CatherinaJTV Thu 25-Apr-13 15:44:52

not longer than two weeks

www.ncbi.nlm.nih.gov/pubmed/?term=measles+breastmilk+nigeria

anti-measles IgA had dropped below the protective cut-off within the first 2 weeks of birth

CatherinaJTV Thu 25-Apr-13 15:48:01

and passive immunity to measles does NOT last for a year. Maternal antibodies may interfere that long, but the titer is usually no longer protective after 6 months.

MrsPear Thu 25-Apr-13 15:52:08

I am glad someone has started a thread on this as i am very worried. DS 1 has had both MMR jabs but his pre school has had a measles outbreak. Am i right in thinking he can't catch it? If he can what happens to ds 2 - he is 6 months now but was born 9 weeks early so is very small. DH is not much help as his country has very high vaccination rates so really hasn't heard of these diseases.

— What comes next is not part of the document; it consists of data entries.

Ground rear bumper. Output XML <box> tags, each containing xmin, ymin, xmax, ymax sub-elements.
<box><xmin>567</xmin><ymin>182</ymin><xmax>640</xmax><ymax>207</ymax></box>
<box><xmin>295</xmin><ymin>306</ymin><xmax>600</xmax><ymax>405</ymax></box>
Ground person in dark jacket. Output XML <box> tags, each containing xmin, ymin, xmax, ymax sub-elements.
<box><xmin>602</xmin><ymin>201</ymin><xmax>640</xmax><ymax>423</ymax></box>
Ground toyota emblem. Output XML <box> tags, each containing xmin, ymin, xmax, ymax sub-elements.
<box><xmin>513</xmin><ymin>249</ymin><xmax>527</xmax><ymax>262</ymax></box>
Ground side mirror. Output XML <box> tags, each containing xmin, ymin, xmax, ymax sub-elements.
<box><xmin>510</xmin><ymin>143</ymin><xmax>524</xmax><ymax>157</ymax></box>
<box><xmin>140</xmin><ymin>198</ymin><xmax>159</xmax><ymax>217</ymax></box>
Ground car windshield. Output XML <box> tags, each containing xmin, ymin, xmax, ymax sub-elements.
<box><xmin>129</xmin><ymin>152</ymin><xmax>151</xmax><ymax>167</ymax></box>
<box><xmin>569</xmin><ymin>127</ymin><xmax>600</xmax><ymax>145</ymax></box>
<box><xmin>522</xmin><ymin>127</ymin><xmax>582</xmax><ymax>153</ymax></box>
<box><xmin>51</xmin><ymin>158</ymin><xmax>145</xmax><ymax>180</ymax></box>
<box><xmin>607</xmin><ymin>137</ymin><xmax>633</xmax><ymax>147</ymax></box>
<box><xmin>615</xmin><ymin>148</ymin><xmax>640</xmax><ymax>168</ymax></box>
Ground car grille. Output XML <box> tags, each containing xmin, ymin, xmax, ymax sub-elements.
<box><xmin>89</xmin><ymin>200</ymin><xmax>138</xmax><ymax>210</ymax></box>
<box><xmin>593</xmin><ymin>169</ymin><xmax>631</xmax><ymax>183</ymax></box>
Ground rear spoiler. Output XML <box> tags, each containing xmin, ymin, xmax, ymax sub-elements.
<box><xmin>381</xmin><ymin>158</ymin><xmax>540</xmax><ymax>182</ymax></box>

From my own NCBI link (first link) "Based on these findings, the researchers recommend that all health workers encourage mothers in Nigeria to breast feed their infants to protect them against measles infection."

MmeThenardier Thu 25-Apr-13 16:11:35

MrsPear I believe that having both MMR vaccines gives 95% protection to the disease. No vaccine is 100%

noblegiraffe Thu 25-Apr-13 16:19:32

www.nhs.uk/Conditions/vaccinations/Pages/mmr-vaccine-when-needed.aspx

Less than one in one hundred are still at risk after the second dose.

CatherinaJTV Thu 25-Apr-13 16:27:47

Worldgonecrazy: from the same link (your first, Adu and colleague)

Our result suggests that very little level of measles antibody is passed through the breast milk.